The people who are speculating when the elections will take place said they are still a long way away because the authorities are not sucking up to the electorate and no money is being printed to raise salaries and pensions.

The aftermath of some of the mass workers’ protests show that the regime knows who it can buy and for how much and who it can convince that any change will mean even worse poverty. Since money can’t be printed without inflation the Socialists probably think November is the last moment when the semblance of stability can be preserved.

Milan Bozic wrote recently in Srpska Rec that Richard Holbrooke probably brought offers of serious economic aid to Belgrade if Karadzic is ousted. He added that if the exchange rate remains stable and money is still being printed, that means money has come in. "It’s significant that Beobanka announced that its Visa cards can be used anywhere in the world the day Holbrooke was here."

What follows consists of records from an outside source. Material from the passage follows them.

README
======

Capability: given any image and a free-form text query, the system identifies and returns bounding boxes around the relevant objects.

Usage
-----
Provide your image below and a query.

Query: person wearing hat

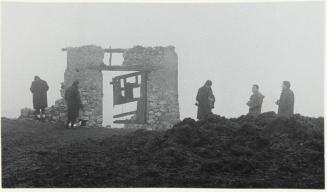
[65,80,84,128]
[30,76,49,120]
[275,81,294,117]
[196,80,215,120]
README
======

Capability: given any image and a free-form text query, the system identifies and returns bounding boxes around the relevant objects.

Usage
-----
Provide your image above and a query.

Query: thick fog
[1,2,324,126]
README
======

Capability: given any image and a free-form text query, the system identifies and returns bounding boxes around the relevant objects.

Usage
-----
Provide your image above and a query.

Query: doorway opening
[102,50,145,128]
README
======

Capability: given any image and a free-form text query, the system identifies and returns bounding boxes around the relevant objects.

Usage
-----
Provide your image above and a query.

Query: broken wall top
[63,45,104,94]
[65,45,105,69]
[122,45,177,69]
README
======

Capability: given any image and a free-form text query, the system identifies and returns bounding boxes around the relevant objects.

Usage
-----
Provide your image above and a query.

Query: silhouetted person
[196,80,215,120]
[276,81,294,117]
[246,84,264,116]
[30,76,49,120]
[65,81,84,128]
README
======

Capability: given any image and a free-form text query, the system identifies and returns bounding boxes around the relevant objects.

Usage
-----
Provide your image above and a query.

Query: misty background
[1,2,324,126]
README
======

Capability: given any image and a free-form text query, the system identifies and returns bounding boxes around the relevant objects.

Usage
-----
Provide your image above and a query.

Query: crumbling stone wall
[35,45,104,127]
[20,45,180,130]
[123,46,180,130]
[63,45,104,126]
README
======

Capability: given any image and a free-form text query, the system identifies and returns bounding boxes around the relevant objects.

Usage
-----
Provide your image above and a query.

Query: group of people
[30,76,84,128]
[195,80,295,120]
[30,76,295,128]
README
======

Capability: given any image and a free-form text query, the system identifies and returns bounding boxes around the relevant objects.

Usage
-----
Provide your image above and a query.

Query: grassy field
[1,118,136,187]
[2,113,324,188]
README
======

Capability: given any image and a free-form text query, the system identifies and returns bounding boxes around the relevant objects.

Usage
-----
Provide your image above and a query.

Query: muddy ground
[2,112,324,188]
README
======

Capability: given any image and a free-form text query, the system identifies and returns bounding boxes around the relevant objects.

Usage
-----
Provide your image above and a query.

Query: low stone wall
[20,87,101,126]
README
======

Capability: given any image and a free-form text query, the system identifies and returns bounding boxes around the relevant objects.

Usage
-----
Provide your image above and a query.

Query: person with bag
[196,80,215,120]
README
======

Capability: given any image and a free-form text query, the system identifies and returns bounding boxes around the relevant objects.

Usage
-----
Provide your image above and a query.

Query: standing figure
[196,80,215,120]
[276,81,294,117]
[65,81,84,128]
[246,84,264,116]
[30,76,49,120]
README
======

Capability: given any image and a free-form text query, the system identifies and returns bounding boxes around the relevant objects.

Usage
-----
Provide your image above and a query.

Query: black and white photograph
[1,0,325,189]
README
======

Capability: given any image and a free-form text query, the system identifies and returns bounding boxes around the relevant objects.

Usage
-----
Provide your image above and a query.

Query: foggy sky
[1,2,324,126]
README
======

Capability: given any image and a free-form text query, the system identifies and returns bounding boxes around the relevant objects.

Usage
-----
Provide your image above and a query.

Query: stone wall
[21,45,104,127]
[63,45,104,126]
[123,46,180,130]
[20,45,180,130]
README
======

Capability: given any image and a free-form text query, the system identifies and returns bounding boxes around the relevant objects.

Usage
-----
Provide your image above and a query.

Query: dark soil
[2,112,324,188]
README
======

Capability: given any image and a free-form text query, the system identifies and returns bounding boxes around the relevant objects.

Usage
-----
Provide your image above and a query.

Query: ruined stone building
[21,45,180,130]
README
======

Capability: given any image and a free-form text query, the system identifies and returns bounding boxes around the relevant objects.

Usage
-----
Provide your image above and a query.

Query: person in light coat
[246,84,264,116]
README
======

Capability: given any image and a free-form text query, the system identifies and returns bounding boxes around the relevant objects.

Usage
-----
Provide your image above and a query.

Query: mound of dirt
[2,112,324,188]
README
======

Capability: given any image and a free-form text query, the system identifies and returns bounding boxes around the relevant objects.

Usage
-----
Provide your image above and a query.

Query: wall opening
[21,45,180,130]
[102,52,139,127]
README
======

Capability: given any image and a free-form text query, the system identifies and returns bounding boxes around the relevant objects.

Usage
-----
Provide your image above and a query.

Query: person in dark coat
[30,76,49,119]
[65,81,84,128]
[276,81,294,117]
[196,80,215,120]
[246,84,265,116]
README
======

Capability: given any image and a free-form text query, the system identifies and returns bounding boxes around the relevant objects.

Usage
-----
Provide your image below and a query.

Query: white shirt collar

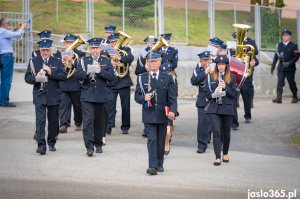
[151,70,159,79]
[283,41,290,46]
[162,47,168,53]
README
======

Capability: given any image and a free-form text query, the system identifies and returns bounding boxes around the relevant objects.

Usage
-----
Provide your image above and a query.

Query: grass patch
[0,0,297,46]
[293,133,300,150]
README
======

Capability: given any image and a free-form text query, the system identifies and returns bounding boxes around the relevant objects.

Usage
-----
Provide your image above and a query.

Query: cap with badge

So if, economically, the only thing in their favor is printing money, the Socialists have to fall back on politics. And their standing is good because they see what the opposition refuses to see. Primarily the fact that the opposition is returning to its own chaos and that their alliance could fall apart easily. By increasing the number of electoral districts, holding firmly onto the state media and everything else that can affect the elections, they gained the kind of advantage over the opposition that the US Dream Team has in Atlanta. They left the opposition to argue among themselves over who’s going to come in second since third place at the elections gets nothing. At one point the SPO-DS-GSS coalition and Seselj’s Radicals tried to bring in Kostunica’s DSS in the belief that they would come in second for sure.

The regime is counting on opposition arguments growing by November and it will do everything to get the coalition leaders to argue among themselves. A lot of indications show that is the regime’s main trump card. They will do everything to prove the opposition coalition is not strong. The situation now proves them right.

The Socialists are building their conviction of their own invincibility on the weakness of their rivals.